I'm dying. Please wear something slutty to my funeral.
My brain says no but my pants say off.
I wish I could rss feed the hooker ads on craigslist because it looks suspicious that I check craigslist every hour.
There's just this way he looks at me that makes me want to suck his soul out through his dick.
I don't even know why I got my vag waxed
Ugh, tell me about it. As each day passes and the hair grows more, I get a little more depressed.
Weird question, would you want to do fetish porn? you get paid.
Youre at medical school. Im eating raw cookie dough, pickles, and orange juice. Naked. On a monday afternoon. I clearly make better life choices than you.
We are winners. And by winners I mean home wrecking sluts
Isn't that what our 20s r for?? Testing the strength of other people's shitty relationships?
You started throwing frozen shot glasses at people and you kept saying "it's fine, they melt."

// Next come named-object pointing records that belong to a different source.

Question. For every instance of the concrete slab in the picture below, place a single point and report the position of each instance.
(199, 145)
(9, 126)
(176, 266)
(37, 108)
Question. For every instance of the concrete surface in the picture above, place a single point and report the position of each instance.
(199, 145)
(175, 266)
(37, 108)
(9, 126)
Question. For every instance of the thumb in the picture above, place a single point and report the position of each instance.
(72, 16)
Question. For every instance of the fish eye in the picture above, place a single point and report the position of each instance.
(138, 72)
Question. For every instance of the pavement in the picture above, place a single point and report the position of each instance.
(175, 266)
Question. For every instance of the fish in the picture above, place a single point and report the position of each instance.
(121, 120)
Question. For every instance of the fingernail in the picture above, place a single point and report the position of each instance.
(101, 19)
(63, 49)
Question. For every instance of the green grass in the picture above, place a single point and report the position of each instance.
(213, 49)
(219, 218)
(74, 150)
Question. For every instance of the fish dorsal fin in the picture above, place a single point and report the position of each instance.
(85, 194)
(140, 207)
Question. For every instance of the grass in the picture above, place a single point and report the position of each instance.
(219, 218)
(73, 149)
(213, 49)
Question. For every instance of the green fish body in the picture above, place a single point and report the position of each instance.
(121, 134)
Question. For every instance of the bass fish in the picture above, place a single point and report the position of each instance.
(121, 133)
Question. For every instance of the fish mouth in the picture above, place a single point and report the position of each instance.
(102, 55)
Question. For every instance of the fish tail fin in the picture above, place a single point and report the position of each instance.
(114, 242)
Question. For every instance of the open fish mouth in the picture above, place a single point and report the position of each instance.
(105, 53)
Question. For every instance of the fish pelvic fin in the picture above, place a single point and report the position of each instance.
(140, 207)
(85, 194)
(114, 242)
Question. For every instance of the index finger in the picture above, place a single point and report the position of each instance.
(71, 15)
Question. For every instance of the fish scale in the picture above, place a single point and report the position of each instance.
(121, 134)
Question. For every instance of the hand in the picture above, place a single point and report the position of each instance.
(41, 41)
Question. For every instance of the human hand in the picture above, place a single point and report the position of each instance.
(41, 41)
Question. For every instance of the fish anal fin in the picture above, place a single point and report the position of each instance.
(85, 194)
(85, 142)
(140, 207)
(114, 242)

It doesn't feel like real life when you open your hotel room door and the first person you see is wearing a rabbit costume. I'm too hungover for this.
I think it's a scientific achievement that I can make jelly that is 95% vodka so suck it up.
Wait wait wait. You are actually taking advice from this lunatic?
This is the girl who got a balloon full of cocaine through security no questions asked. Of course I'm taking her advice.
Valid.
he was peeing off the deck shouting "urinals are for pussies" that's how much hurricane.
Im goin to jail bro ill talk to u sun
I am confused/concerned about the circumstances that led to your consumption of 3 beta fish last night.